| 04 Dicembre 2009
Il problema non è la macchina, ma il suo abuso. Ecco perché siamo per una mobilità intelligente che integri più mezzi di trasporto. Non vogliamo più parcheggi per le macchine, magari disposti a corona (di spine). O fatti a mò di bunker nel centro storico. Nè l’inutile autostrada Broni-Pavia-Mortara, esiziale non solo per la nostra salute ma anche per la produzione agricola. Dai piedi alle ruote, la Regione deve prendere l’agile passo della mobilità intelligente. Per migliorare la qualità della vita, inquinare di meno e risparmiare di più. Come in Westfalia, una delle regioni più industrializzate della Germania, dove grazie al car pooling hanno abbattuto il traffico del 30%. Come?
Coordinando gli spostamenti dei lavoratori per agevolare la condivisione della macchine, il tutto con un “semplice sowftare” e l’intelligenza di amministrazioni comunali che hanno fatto rete. Ho bisogno di un passaggio per andare in ufficio? Mi collego al servizio on line e cerco chi ha la mia stessa destinazione ed orari. O mi accordo stabilmente con lavoratori della fabbrica accanto alla mia: ci facciamo compagnia durante il viaggio e, male non fa, risparmiamo un po’ di soldi. Anche noi vogliamo un sistema all’avanguardia di carpooling, perché i cittadini non si meritano nulla di meno: è un progetto semplice, poco oneroso, ma che fa la differenza. La Regione dovrebbe farsi promotore di convenzioni per servizi privati e pubblici (taxi) di car sharing e di car pooling. Coordinando la sua azione con Milano e con le principali destinazioni della Lombardia.Per venire all’Italia, c’è Ferrara, portabandiera della mobilità su due ruote.

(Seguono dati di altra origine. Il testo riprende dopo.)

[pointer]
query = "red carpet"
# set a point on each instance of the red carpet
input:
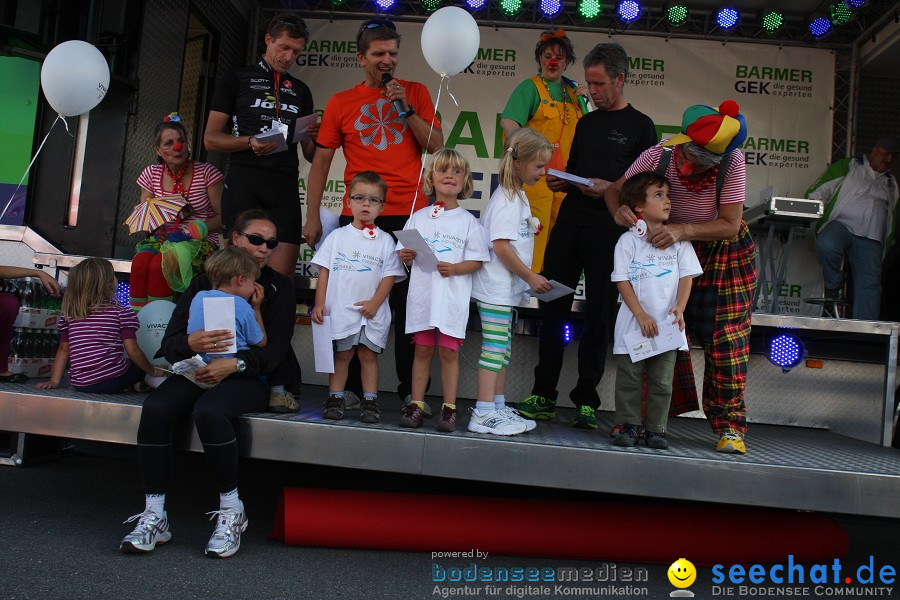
(643, 533)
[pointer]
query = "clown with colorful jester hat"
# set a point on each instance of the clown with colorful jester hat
(708, 185)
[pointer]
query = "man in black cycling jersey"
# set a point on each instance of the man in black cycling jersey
(247, 102)
(253, 100)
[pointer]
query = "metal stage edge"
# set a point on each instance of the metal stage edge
(786, 467)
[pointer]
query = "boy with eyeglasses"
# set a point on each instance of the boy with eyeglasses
(381, 121)
(358, 266)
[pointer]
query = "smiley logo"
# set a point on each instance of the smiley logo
(682, 573)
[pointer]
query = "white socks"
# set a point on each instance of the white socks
(482, 408)
(230, 500)
(156, 503)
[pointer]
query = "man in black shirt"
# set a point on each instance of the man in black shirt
(253, 100)
(606, 142)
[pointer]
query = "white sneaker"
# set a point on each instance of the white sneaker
(226, 539)
(351, 400)
(496, 423)
(426, 409)
(514, 415)
(151, 529)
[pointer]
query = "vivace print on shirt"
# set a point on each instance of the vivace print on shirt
(441, 302)
(654, 274)
(356, 265)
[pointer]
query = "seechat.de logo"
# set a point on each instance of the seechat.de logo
(682, 574)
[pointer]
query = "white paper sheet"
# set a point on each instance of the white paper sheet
(412, 239)
(218, 313)
(301, 125)
(270, 136)
(558, 291)
(323, 349)
(669, 338)
(570, 177)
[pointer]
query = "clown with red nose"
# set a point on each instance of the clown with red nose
(551, 104)
(168, 258)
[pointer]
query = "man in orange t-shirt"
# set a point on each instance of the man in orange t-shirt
(365, 122)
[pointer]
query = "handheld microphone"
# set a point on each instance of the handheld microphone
(586, 101)
(385, 79)
(586, 105)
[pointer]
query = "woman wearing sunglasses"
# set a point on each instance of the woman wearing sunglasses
(238, 389)
(551, 105)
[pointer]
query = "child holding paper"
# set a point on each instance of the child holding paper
(358, 265)
(232, 274)
(654, 283)
(438, 301)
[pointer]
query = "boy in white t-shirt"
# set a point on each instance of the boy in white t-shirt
(654, 283)
(358, 265)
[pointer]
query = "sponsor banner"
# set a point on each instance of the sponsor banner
(786, 95)
(19, 98)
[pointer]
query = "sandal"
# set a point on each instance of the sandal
(14, 378)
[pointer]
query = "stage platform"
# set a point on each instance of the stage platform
(786, 467)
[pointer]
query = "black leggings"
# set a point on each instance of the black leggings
(213, 411)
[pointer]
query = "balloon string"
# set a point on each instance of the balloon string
(27, 169)
(437, 103)
(451, 93)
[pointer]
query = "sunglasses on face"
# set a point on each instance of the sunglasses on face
(372, 24)
(258, 240)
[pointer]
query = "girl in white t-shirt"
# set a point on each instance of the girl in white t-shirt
(655, 284)
(437, 305)
(503, 282)
(358, 265)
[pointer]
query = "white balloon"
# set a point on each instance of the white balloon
(74, 77)
(154, 318)
(450, 40)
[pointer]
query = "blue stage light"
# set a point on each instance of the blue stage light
(123, 293)
(819, 28)
(628, 11)
(727, 18)
(551, 8)
(786, 351)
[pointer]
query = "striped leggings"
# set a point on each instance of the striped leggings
(496, 336)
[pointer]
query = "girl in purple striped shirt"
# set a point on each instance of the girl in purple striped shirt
(96, 333)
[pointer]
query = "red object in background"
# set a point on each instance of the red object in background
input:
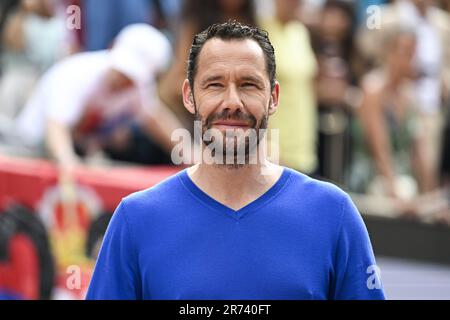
(20, 274)
(26, 180)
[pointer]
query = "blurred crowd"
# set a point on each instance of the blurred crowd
(365, 85)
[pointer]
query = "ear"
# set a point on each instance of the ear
(188, 97)
(275, 95)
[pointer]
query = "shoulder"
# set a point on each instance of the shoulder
(317, 192)
(154, 198)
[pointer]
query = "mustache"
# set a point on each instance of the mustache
(226, 115)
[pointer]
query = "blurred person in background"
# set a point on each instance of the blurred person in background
(431, 63)
(197, 15)
(33, 37)
(336, 91)
(103, 19)
(104, 101)
(389, 150)
(296, 117)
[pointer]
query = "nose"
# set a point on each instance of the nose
(232, 100)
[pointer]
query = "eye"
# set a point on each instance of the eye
(214, 85)
(249, 85)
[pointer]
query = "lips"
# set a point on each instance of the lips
(232, 124)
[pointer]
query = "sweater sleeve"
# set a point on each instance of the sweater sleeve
(356, 275)
(116, 273)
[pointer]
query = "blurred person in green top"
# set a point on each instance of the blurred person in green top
(296, 68)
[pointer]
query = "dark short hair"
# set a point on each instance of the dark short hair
(232, 30)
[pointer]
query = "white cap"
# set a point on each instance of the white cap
(140, 52)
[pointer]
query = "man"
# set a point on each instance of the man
(235, 231)
(102, 101)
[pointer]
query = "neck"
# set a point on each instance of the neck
(235, 186)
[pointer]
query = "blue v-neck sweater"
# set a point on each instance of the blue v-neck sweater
(302, 239)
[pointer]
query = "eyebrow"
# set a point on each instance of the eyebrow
(255, 79)
(211, 79)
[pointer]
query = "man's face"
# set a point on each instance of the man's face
(231, 90)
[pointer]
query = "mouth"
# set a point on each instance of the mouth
(230, 124)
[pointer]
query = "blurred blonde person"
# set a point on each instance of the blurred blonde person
(296, 117)
(389, 152)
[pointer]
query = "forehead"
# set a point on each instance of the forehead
(219, 55)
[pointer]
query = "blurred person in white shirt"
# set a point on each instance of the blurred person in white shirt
(103, 100)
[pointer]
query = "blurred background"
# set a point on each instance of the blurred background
(90, 93)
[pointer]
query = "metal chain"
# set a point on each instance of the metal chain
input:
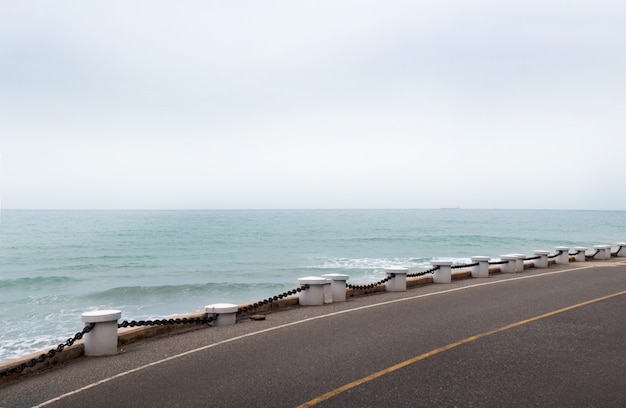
(165, 322)
(415, 275)
(272, 299)
(464, 265)
(555, 255)
(371, 285)
(43, 357)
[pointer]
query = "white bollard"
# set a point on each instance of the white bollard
(398, 282)
(318, 293)
(444, 273)
(511, 263)
(337, 286)
(224, 314)
(563, 255)
(581, 253)
(603, 252)
(519, 262)
(102, 339)
(482, 269)
(621, 249)
(542, 262)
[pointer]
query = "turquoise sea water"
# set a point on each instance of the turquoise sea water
(54, 265)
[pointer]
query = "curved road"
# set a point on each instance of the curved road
(551, 338)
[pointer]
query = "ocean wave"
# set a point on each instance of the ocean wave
(172, 292)
(371, 263)
(36, 282)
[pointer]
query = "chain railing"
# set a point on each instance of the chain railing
(555, 255)
(593, 255)
(422, 273)
(165, 322)
(270, 300)
(43, 357)
(371, 285)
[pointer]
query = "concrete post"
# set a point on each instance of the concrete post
(542, 262)
(337, 286)
(482, 269)
(511, 263)
(398, 282)
(102, 339)
(224, 314)
(621, 249)
(444, 273)
(563, 257)
(581, 252)
(607, 252)
(602, 252)
(519, 262)
(318, 293)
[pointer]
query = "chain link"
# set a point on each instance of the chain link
(43, 357)
(165, 322)
(272, 299)
(372, 285)
(592, 256)
(426, 272)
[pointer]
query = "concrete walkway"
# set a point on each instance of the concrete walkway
(544, 337)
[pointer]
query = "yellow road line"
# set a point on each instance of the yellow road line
(413, 360)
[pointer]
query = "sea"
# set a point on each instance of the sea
(55, 265)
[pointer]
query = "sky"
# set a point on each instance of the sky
(312, 104)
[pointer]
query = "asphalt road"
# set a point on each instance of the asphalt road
(551, 338)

Con un buon sistema di piste ciclabili e di servizi alla bicicletta (noleggio, parcheggi, condivisione) si pedala allegramente, si respira aria più pulita, si evitano gli stress delle code e dei parcheggi. E ci si guarda in giro, godendosi la città. Le città lombarde devono dotarsi di una rete di piste ciclabili sicure, che le rendano circumpedalabili” consentendo di raggiungere i punti di maggior interesse pubblico. Vogliamo costruire una cintura verde ciclopedonale che congiunga i tratti già esistenti in un anello verde. Si devono istituire parcheggi comunali per le biciclette e aumentare il numero di rastrelliere. Favoriremo con apposite convenzioni i servizi di noleggio bici e bike sharing, per rendere la bicicletta un vero mezzo di trasporto, per tutti.

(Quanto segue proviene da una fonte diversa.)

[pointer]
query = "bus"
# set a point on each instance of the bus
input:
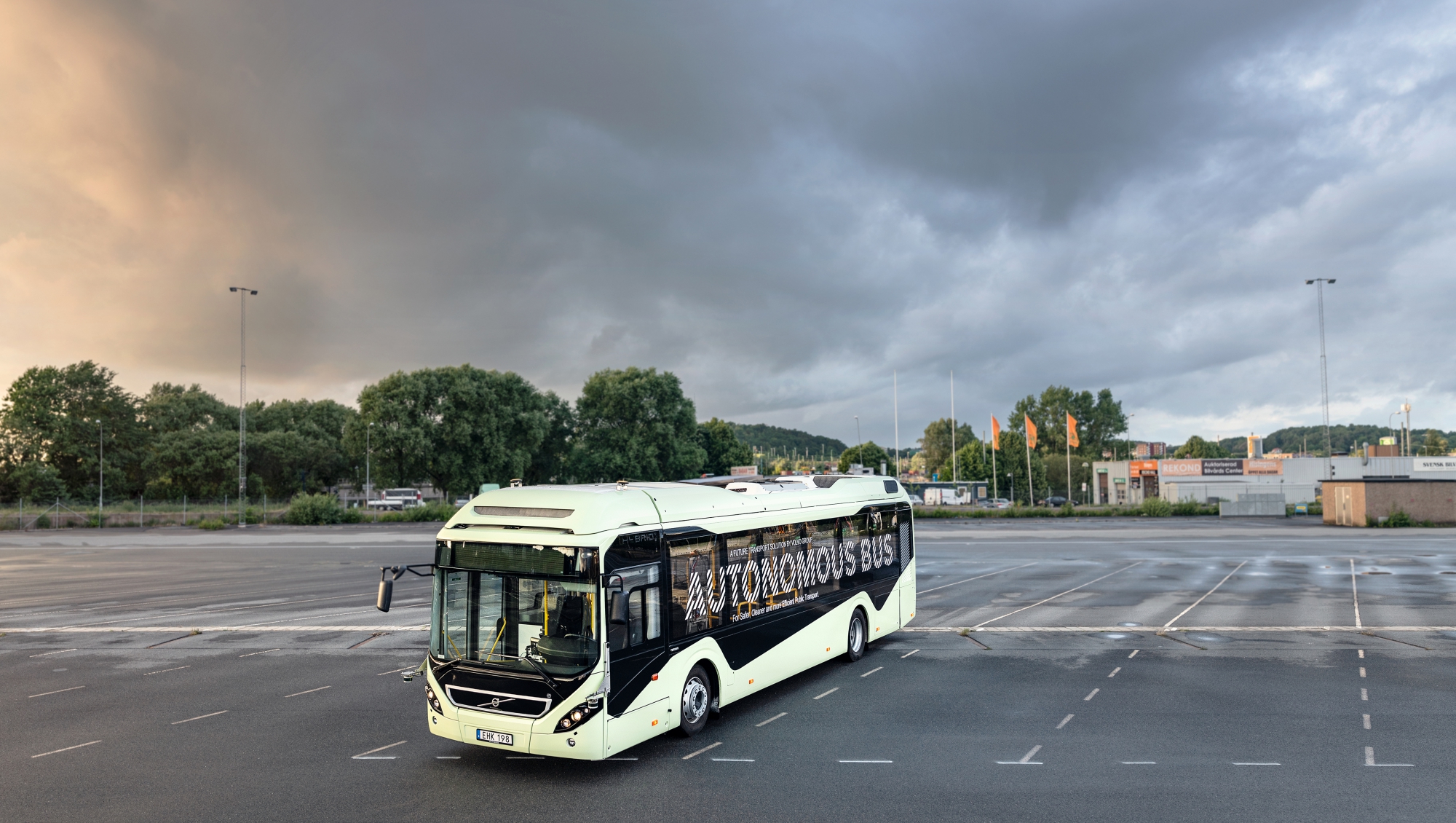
(579, 621)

Non ci siamo dimenticati dell’auto. La nostra proposta è quella di realizzare nelle città della Lombardia veri parcheggi di interscambio, quindi collegati frequentemente al centro con bus elettrici, un biglietto che valga sia per la sosta che per l’utilizzo dei mezzi pubblici, per tutto il giorno. A Parma li hanno fatti e funzionano benissimo: sono comodi e facilmente accessibili. E così rendiamo superflui i già di per sé assurdi progetti su parcheggi sotterranei nel centro storico. Bisogna fare qualcosa anche per i moltissimi pendolari: va riaffermata la loro centralità nel sistema della mobilità. Proponiamo di istituire un Tavolo di contrattazione fra i Comuni, la Regione Lombardia e Trenitalia. I comuni faranno da intermediari per il raggiungimento di migliori condizioni e servizi a favore dei pendolari, per es. concordando gli orari dei treni dei pendolari, monitorando la situazione dei ritardi dei treni e controllando il sistema di erogazione bonus a fronte dei ritardi. Inoltre la contrattazione sarà mirata al ripristino dell’IC Pass (a tariffa agevolata su base annuale) e/o delle condizioni previste dalla CRT (Carta Regionale dei Trasporti) per l’anno 2008, attualmente abolite in seguito di un mancato rinnovo dell’accordo fra Reg. Lombardia e Trenitalia che è andato a danno dell’utenza. Occorrerà inoltre introdurre automatismi per l’adeguamento della composizione dei treni in funzione dell’aumento degli indici di affollamento, mediante verifiche periodiche e molto altro.
Le idee buone hanno le gambe lunghe: per la Lombardia è il momento giusto di cambiare ritmo!